Speak to Hayhills today →

What are company filings at Companies House?

They are the documents UK companies must submit to keep the public register accurate — mainly the confirmation statement, annual accounts and notifications of changes to the company.

How often do I have to file?

At least annually for the confirmation statement and accounts, plus whenever a notifiable change (such as a new director) occurs.

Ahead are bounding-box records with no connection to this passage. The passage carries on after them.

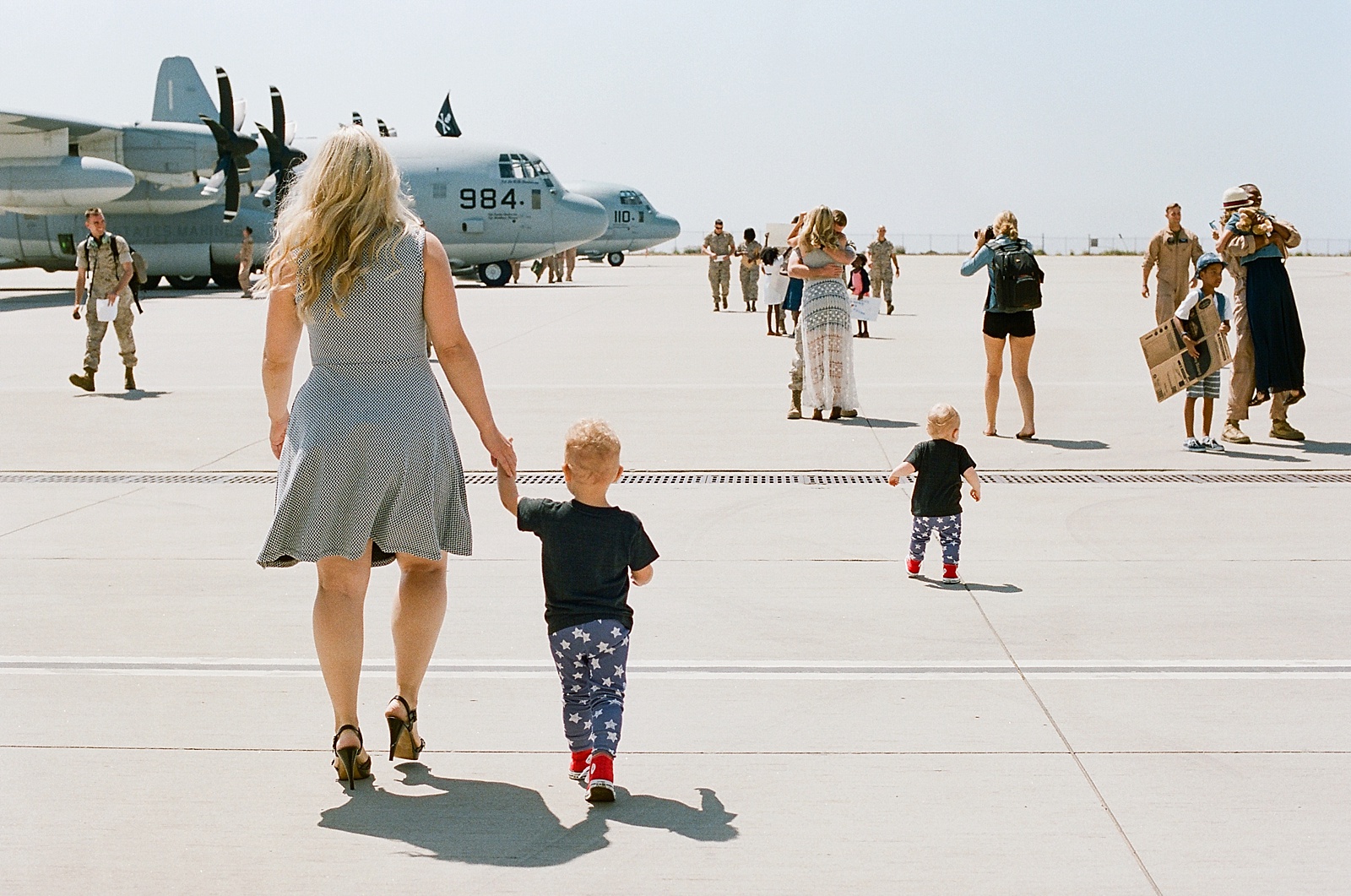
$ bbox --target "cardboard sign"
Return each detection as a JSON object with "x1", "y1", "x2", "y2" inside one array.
[
  {"x1": 1140, "y1": 296, "x2": 1232, "y2": 401},
  {"x1": 849, "y1": 296, "x2": 882, "y2": 320}
]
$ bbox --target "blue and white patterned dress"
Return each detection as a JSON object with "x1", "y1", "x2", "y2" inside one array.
[{"x1": 258, "y1": 228, "x2": 471, "y2": 567}]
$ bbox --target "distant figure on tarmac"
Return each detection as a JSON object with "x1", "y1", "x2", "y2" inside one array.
[
  {"x1": 258, "y1": 127, "x2": 516, "y2": 788},
  {"x1": 867, "y1": 225, "x2": 901, "y2": 313},
  {"x1": 236, "y1": 227, "x2": 252, "y2": 299},
  {"x1": 1140, "y1": 203, "x2": 1201, "y2": 323},
  {"x1": 70, "y1": 208, "x2": 137, "y2": 392},
  {"x1": 962, "y1": 211, "x2": 1036, "y2": 439},
  {"x1": 736, "y1": 227, "x2": 763, "y2": 311},
  {"x1": 1214, "y1": 184, "x2": 1304, "y2": 444},
  {"x1": 704, "y1": 218, "x2": 736, "y2": 311},
  {"x1": 788, "y1": 205, "x2": 858, "y2": 421}
]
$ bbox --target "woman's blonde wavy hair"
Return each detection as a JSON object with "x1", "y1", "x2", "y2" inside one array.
[
  {"x1": 797, "y1": 205, "x2": 840, "y2": 255},
  {"x1": 995, "y1": 211, "x2": 1017, "y2": 239},
  {"x1": 266, "y1": 126, "x2": 420, "y2": 319}
]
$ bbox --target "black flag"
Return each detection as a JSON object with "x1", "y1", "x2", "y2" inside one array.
[{"x1": 437, "y1": 93, "x2": 459, "y2": 137}]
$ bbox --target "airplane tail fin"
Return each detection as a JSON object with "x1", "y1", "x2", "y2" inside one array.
[{"x1": 150, "y1": 56, "x2": 219, "y2": 124}]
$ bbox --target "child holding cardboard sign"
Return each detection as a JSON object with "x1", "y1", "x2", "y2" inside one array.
[{"x1": 1177, "y1": 252, "x2": 1229, "y2": 452}]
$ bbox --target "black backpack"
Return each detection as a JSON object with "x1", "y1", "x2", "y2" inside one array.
[{"x1": 989, "y1": 241, "x2": 1045, "y2": 311}]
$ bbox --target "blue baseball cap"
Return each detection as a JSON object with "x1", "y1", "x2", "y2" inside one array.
[{"x1": 1196, "y1": 252, "x2": 1224, "y2": 273}]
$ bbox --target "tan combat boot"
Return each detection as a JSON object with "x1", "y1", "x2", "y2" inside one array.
[
  {"x1": 1220, "y1": 421, "x2": 1252, "y2": 444},
  {"x1": 1272, "y1": 421, "x2": 1304, "y2": 442}
]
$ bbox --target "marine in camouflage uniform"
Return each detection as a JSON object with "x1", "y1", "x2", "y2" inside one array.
[
  {"x1": 736, "y1": 230, "x2": 763, "y2": 311},
  {"x1": 704, "y1": 220, "x2": 736, "y2": 311},
  {"x1": 70, "y1": 209, "x2": 137, "y2": 392},
  {"x1": 867, "y1": 227, "x2": 901, "y2": 313}
]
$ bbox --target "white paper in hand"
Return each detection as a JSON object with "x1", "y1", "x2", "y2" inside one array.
[{"x1": 95, "y1": 299, "x2": 122, "y2": 323}]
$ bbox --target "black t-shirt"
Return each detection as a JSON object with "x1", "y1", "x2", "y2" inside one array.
[
  {"x1": 905, "y1": 439, "x2": 975, "y2": 516},
  {"x1": 516, "y1": 497, "x2": 658, "y2": 634}
]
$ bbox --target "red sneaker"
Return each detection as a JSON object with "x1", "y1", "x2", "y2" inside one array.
[
  {"x1": 567, "y1": 749, "x2": 590, "y2": 781},
  {"x1": 586, "y1": 752, "x2": 615, "y2": 803}
]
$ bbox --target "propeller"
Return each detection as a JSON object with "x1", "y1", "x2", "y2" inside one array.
[
  {"x1": 437, "y1": 93, "x2": 459, "y2": 137},
  {"x1": 198, "y1": 66, "x2": 258, "y2": 223},
  {"x1": 254, "y1": 88, "x2": 306, "y2": 208}
]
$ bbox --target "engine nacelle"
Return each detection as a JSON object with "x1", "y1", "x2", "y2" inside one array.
[{"x1": 0, "y1": 155, "x2": 137, "y2": 214}]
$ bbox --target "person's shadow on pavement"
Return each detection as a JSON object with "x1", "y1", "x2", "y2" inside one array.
[{"x1": 319, "y1": 763, "x2": 738, "y2": 867}]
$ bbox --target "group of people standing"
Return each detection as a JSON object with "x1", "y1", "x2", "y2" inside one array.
[{"x1": 1140, "y1": 184, "x2": 1305, "y2": 450}]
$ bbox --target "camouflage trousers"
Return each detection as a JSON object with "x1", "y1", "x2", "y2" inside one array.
[
  {"x1": 84, "y1": 289, "x2": 137, "y2": 370},
  {"x1": 741, "y1": 265, "x2": 759, "y2": 311},
  {"x1": 869, "y1": 265, "x2": 892, "y2": 313},
  {"x1": 708, "y1": 261, "x2": 732, "y2": 308}
]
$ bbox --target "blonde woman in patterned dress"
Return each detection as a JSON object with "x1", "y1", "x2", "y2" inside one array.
[
  {"x1": 258, "y1": 127, "x2": 516, "y2": 786},
  {"x1": 788, "y1": 205, "x2": 858, "y2": 421}
]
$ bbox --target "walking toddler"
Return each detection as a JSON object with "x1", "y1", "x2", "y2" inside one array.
[
  {"x1": 497, "y1": 421, "x2": 658, "y2": 803},
  {"x1": 887, "y1": 404, "x2": 981, "y2": 585}
]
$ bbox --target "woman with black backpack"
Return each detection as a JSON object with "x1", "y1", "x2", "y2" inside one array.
[{"x1": 962, "y1": 211, "x2": 1043, "y2": 439}]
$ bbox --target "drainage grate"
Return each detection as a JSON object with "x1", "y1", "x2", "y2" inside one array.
[{"x1": 0, "y1": 470, "x2": 1351, "y2": 486}]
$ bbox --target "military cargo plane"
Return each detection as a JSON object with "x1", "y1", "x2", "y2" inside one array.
[
  {"x1": 0, "y1": 57, "x2": 608, "y2": 288},
  {"x1": 567, "y1": 181, "x2": 680, "y2": 268}
]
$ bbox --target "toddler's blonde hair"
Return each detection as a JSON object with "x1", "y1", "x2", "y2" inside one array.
[
  {"x1": 925, "y1": 404, "x2": 962, "y2": 439},
  {"x1": 563, "y1": 417, "x2": 619, "y2": 477}
]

Most change notifications are due within 14 days.

How much does it cost to file in 2026?

From 1 February 2026, digital incorporation is £100 and the digital confirmation statement is £50. Most change notifications, such as director or registered office updates, are free.

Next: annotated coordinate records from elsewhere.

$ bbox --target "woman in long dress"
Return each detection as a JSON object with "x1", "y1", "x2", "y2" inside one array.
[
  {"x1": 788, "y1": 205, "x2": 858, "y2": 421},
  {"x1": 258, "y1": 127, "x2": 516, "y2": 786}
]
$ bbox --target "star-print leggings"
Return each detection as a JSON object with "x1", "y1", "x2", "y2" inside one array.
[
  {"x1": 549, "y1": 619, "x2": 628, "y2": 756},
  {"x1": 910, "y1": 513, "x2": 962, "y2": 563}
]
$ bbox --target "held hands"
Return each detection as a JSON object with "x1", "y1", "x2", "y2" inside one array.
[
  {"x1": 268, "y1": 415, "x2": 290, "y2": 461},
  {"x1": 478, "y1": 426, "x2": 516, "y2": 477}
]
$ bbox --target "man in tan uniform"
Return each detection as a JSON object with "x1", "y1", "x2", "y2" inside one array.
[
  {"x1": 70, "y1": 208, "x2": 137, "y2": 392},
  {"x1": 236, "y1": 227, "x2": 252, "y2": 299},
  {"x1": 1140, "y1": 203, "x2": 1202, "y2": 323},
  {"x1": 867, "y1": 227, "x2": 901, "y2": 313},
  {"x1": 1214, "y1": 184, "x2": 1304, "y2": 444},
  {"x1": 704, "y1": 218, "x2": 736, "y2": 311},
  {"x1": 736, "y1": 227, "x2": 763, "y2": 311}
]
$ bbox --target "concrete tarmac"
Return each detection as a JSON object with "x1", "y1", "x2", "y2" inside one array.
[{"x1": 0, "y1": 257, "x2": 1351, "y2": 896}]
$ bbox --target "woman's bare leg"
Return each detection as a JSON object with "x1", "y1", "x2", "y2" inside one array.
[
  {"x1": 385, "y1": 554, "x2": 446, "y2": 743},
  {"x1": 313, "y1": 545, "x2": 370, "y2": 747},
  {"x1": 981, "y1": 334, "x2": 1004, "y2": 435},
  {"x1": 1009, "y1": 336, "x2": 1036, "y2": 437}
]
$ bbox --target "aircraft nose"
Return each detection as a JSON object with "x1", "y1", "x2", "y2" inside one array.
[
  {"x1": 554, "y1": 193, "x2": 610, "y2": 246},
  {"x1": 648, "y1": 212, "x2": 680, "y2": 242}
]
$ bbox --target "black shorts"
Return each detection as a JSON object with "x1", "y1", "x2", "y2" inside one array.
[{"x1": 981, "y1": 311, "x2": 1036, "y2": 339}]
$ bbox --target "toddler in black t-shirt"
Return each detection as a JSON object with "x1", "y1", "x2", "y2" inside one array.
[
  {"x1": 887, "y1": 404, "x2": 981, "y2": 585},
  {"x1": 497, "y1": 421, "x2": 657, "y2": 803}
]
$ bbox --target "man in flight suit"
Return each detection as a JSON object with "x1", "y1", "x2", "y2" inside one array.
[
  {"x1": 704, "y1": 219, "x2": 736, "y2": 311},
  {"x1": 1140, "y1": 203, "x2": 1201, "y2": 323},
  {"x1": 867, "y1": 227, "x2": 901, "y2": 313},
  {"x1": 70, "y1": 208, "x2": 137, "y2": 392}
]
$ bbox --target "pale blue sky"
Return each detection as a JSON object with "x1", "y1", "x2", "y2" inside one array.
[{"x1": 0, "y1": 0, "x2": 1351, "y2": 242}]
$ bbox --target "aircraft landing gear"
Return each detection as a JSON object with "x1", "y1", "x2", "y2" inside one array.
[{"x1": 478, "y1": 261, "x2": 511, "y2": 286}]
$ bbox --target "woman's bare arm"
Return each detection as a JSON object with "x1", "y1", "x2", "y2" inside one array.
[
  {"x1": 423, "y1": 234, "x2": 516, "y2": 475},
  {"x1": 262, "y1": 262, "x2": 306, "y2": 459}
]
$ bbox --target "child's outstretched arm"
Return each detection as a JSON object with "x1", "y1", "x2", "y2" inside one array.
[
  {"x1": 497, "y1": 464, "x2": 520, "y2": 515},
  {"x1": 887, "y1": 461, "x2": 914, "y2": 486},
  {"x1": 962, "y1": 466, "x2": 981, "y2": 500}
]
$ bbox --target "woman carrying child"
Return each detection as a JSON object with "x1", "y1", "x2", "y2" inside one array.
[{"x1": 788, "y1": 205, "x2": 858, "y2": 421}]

What happens if I file my accounts late?

You receive an automatic penalty from £150 up to £1,500 for a private company (£750 to £7,500 for a public company), and the penalty doubles if you are late two years running.

What is identity verification at Companies House?

Since 18 November 2025, directors and PSCs must prove their identity to Companies House. New directors verify before appointment; existing directors within 14 days of their next confirmation statement. It is free via GOV.UK One Login and produces a reusable personal code.

Can my accountant file for me?

Yes — and agents who file on behalf of clients must register with Companies House as Authorised Corporate Service Providers (ACSPs). The legal responsibility for accurate, on-time filing always remains with the directors.

Do dormant companies have to file at Companies House?

Yes. A dormant company must still file a confirmation statement and dormant accounts (form AA02) every year. Dormancy removes the trading activity, not the filing obligations.

What changes on 1 April 2027?

Annual accounts must be filed using commercial software — WebFiling and paper accounts routes close. Small companies will also file a profit and loss account for the first time, making turnover and profit publicly visible.

Are Companies House filings the same as my HMRC tax return?

No. Companies House maintains the public register; HMRC collects tax. You file accounts and a confirmation statement at Companies House, and a separate Company Tax Return (CT600) with HMRC — different deadlines, different penalties.

What replaced the annual return?

The confirmation statement (CS01) replaced the annual return (AR01) on 30 June 2016. It serves the same purpose — confirming your company’s details on the public register at least once every 12 months — but is simpler to complete.

This article is for general information only and does not constitute legal or accountancy advice. Hayhills Limited, trading as Hayhills Legal Advisory, provides non-reserved legal advisory services. Always check current requirements at GOV.UK.